My Granny had the job of making the Christmas pudding. My mother would start buying ingredients in September until she had everything. My granny came over to mix the pudding and I still remember all the ingredients plus six little bottles of stout in the kitchen. I used to think all that stout went into the pudding – not realizing that the majority of the stout was payment to Granny and she drank her payment as she mixed the pudding.

The pudding would be boiled in a cloth for hours and hours and hung on a brush handle to dry out for a day or two. Then it was taken out of the cloth, doused in brandy and ready for eating.

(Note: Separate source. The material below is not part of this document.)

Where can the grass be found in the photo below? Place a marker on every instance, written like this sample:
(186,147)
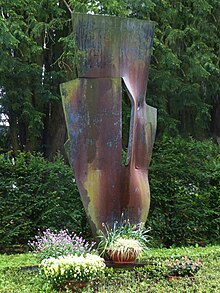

I often think back on those times and I wonder if anyone would remember me for any of my baking in years to come. If they do, I think it might be for this great tea brack.


Tea Brack
½ pint of cold tea
1 lb sultanas
4 ozs mixed peel
4 ozs brown Sugar
1 tsp vanilla essence

Mix together and steep overnight

Then add
1¼ lb plain flour
2 tsp baking powder
2 eggs
6 ozs melted margarine
2 ozs chopped walnuts
¼ tsp mixed spice

Pour the mixture into two loaf tins.

Cook in oven at 200 degrees for approximately 1 hour and then lower to 100 degrees for another 15 minutes, depending on the oven. Fan ovens will be faster.